Review by Ed Potkai
The title, of course, refers to the
recent retirement of the F-14 Tomcat by the US Navy.
The dust jacket describes this book as “Images and
Reminiscences from 35 years of active service”. To look
at this large 14 x 11 book, you would think it’s just
another coffee table book of pictures. And it is true
that this book contains dozens of spectacular pictures
of Tomcats. But it is the text that elevates this book
far beyond most others.
This book is not a history or walk-around
of the Navy’s most famous jet. You’d better already
know the basics or you’re going to miss a lot of what’s
happening here. The narratives in this book are simply
clippings from free-flowing conversations with the men
and women who flew the “turkey”. It reads somewhat like
a play in that it’s all spoken word. It could well have
been recorded over a bar at a Tailhook convention.
You should also bring an ability to
translate military shorthand because these guys don’t
stop to explain it to you. The dialogue assumes that
you speak the language. “We’re on a Key West det, and
were tasked to fight 4V4 with F-15’s out of Tyndall.”
That’s an easy one.

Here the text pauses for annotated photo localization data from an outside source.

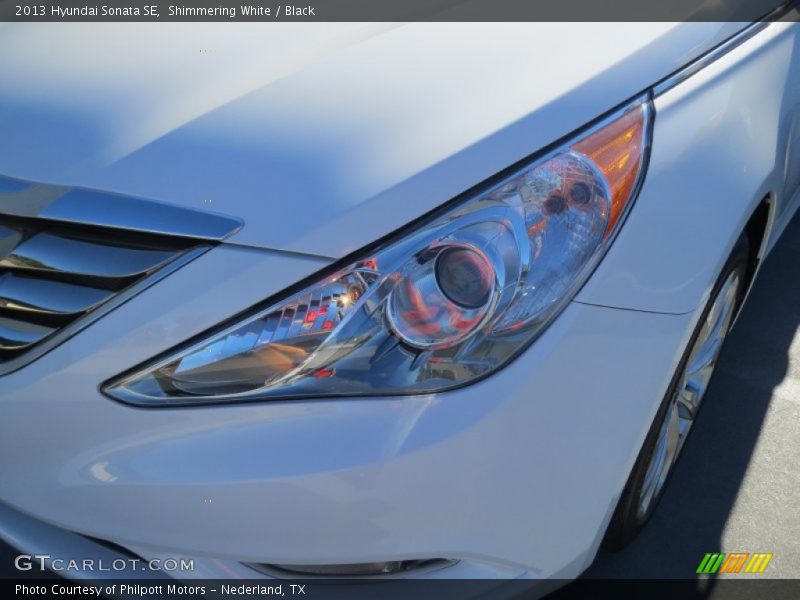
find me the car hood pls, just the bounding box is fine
[0,22,742,258]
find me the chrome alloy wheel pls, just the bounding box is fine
[636,267,744,522]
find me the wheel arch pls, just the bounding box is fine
[733,193,774,326]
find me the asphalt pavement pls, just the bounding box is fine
[1,213,799,586]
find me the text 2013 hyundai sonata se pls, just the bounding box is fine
[0,18,798,586]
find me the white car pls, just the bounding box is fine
[0,17,799,591]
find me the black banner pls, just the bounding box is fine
[0,0,798,22]
[5,578,800,600]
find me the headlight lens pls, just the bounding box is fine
[105,96,651,406]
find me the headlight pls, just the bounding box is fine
[105,95,652,406]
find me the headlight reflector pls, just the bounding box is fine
[105,96,651,406]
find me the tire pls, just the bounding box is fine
[602,234,750,551]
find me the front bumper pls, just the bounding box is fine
[0,243,698,581]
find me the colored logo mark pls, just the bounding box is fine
[697,552,773,574]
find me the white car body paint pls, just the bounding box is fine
[0,19,798,592]
[577,20,800,314]
[0,22,743,260]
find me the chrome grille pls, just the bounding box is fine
[0,215,204,366]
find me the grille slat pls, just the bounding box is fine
[0,316,55,351]
[0,226,24,258]
[0,233,178,281]
[0,274,113,319]
[0,215,201,365]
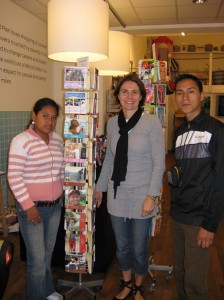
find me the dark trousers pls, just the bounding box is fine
[172,219,209,300]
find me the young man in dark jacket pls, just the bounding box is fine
[169,73,224,300]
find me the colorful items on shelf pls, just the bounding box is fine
[138,58,167,128]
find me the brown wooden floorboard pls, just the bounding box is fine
[1,152,224,299]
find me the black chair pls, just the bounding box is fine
[0,240,14,299]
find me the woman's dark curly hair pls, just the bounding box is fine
[114,74,146,107]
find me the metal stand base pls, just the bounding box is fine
[148,254,173,293]
[56,273,104,300]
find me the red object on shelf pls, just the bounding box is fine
[152,36,174,60]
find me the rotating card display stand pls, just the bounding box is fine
[56,61,103,300]
[138,59,174,292]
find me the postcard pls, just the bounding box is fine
[64,66,90,90]
[64,114,89,139]
[64,210,86,232]
[64,165,87,186]
[65,232,86,255]
[64,140,88,163]
[64,186,87,209]
[65,254,87,273]
[64,92,89,114]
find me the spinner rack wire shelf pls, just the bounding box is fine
[56,65,103,300]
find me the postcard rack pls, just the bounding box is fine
[138,58,167,127]
[138,58,174,292]
[56,64,103,299]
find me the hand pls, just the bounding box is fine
[141,195,155,217]
[94,190,103,208]
[197,227,214,248]
[26,206,42,224]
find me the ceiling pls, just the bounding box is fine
[10,0,224,36]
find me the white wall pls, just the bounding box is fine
[130,35,147,72]
[0,0,54,110]
[0,0,113,136]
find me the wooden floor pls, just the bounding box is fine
[2,152,224,300]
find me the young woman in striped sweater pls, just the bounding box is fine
[8,98,64,300]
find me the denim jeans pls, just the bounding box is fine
[110,215,152,275]
[17,202,62,300]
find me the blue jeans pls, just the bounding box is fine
[17,202,62,300]
[110,215,152,275]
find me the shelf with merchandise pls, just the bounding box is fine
[173,53,224,91]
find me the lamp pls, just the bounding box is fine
[48,0,109,62]
[93,31,131,76]
[192,0,206,3]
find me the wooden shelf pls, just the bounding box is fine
[174,53,224,90]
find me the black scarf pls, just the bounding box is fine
[111,107,143,198]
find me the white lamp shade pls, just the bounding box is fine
[48,0,109,62]
[94,31,130,76]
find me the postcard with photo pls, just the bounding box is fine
[150,215,162,237]
[96,137,106,166]
[64,92,89,114]
[64,165,87,186]
[65,254,87,273]
[157,60,167,82]
[65,232,86,255]
[156,84,166,105]
[64,186,87,209]
[138,59,157,83]
[64,66,90,90]
[156,106,166,127]
[156,105,166,115]
[157,111,166,127]
[144,104,156,115]
[64,114,89,139]
[64,210,86,232]
[64,140,88,163]
[144,84,155,104]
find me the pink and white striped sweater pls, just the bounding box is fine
[8,126,64,211]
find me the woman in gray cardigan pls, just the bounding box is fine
[95,74,165,300]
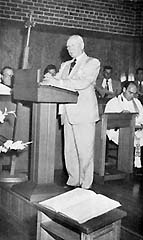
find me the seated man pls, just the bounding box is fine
[0,66,14,95]
[95,65,121,99]
[105,81,143,173]
[135,67,143,104]
[43,64,57,77]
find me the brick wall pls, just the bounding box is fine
[135,2,143,36]
[0,0,142,37]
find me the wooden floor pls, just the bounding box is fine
[0,170,143,240]
[93,176,143,240]
[0,208,33,240]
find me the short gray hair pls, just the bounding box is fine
[67,35,84,49]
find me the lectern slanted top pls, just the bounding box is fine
[13,68,78,103]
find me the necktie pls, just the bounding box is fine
[106,80,109,90]
[69,59,76,74]
[139,81,142,93]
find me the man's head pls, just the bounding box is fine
[123,81,137,101]
[66,35,84,59]
[135,68,143,82]
[1,66,14,87]
[103,66,112,80]
[44,64,57,77]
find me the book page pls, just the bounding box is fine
[60,194,121,223]
[39,188,95,212]
[39,188,121,224]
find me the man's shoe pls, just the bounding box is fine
[63,185,76,190]
[64,184,81,190]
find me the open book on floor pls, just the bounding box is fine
[39,188,121,224]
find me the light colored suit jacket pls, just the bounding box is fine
[56,52,100,124]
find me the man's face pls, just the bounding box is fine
[103,69,112,80]
[123,84,137,101]
[2,68,14,87]
[48,69,56,77]
[67,38,83,58]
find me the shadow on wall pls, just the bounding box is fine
[60,46,72,63]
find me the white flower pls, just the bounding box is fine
[3,140,13,150]
[9,140,32,151]
[0,110,6,123]
[10,140,25,150]
[0,140,32,154]
[0,145,3,153]
[1,140,13,153]
[1,146,8,153]
[0,107,16,124]
[0,107,31,155]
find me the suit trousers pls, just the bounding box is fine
[64,121,96,189]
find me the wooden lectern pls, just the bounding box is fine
[35,196,126,240]
[11,68,78,201]
[94,113,136,183]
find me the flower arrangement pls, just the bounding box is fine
[0,140,32,154]
[0,108,32,154]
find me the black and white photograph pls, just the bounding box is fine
[0,0,143,239]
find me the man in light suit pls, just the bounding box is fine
[44,35,100,189]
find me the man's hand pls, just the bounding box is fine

You won’t understand every
reference but you’ll usually get the jist.
There’s a lot of locker room humor in
this book with bravado often trying to mask the danger
of flying combat planes. “If it says Pratt & Whitney on
the engines it damn well better say Martin-Baker on the
seats” says “Hoser”.
“Nine Lives” is a chapter about aircraft
lost or nearly lost. Many of the accounts are
terrifying. “Spike” describes an ejection after a cold
cat launch then says “Crazy what we can laugh about
now. Not funny at the time, believe me.” Spike admits
he “missed the fireworks”. The fireworks are retold by
“Hawk” who was waiting to launch on the other cat. “The
[now unmanned plane] gets to about 2000 feet, flops over
on its back, and next thing it’s headed straight at us.
We’re strapped in and waiting to die. I’m being
converted on by a kamikaze Tomcat and I haven’t even
gone flying yet.” Yes, funny now. But never
funny are the references to colleagues who didn’t live
out their tours.
The flyers pay tribute to a plane they
loved (“Stubby“: “It was fast, it was mean, it was the
blown ’57 Chevy of tactical aviation”) while the book
quietly pays tribute to the flyers. The final irony:
while the Navy has retired the Tomcat, it continues
“flying in the hands of one of America’s bitterest
Often it’s not what the flyers are saying
that’s fascinating so much as what’s beneath it. The
stories are great but the attitudes are better. Fighter
pilots are different than you and me. And the guys who
slam down on carriers are the most different of all.
This book is a wonderful glimpse into their minds.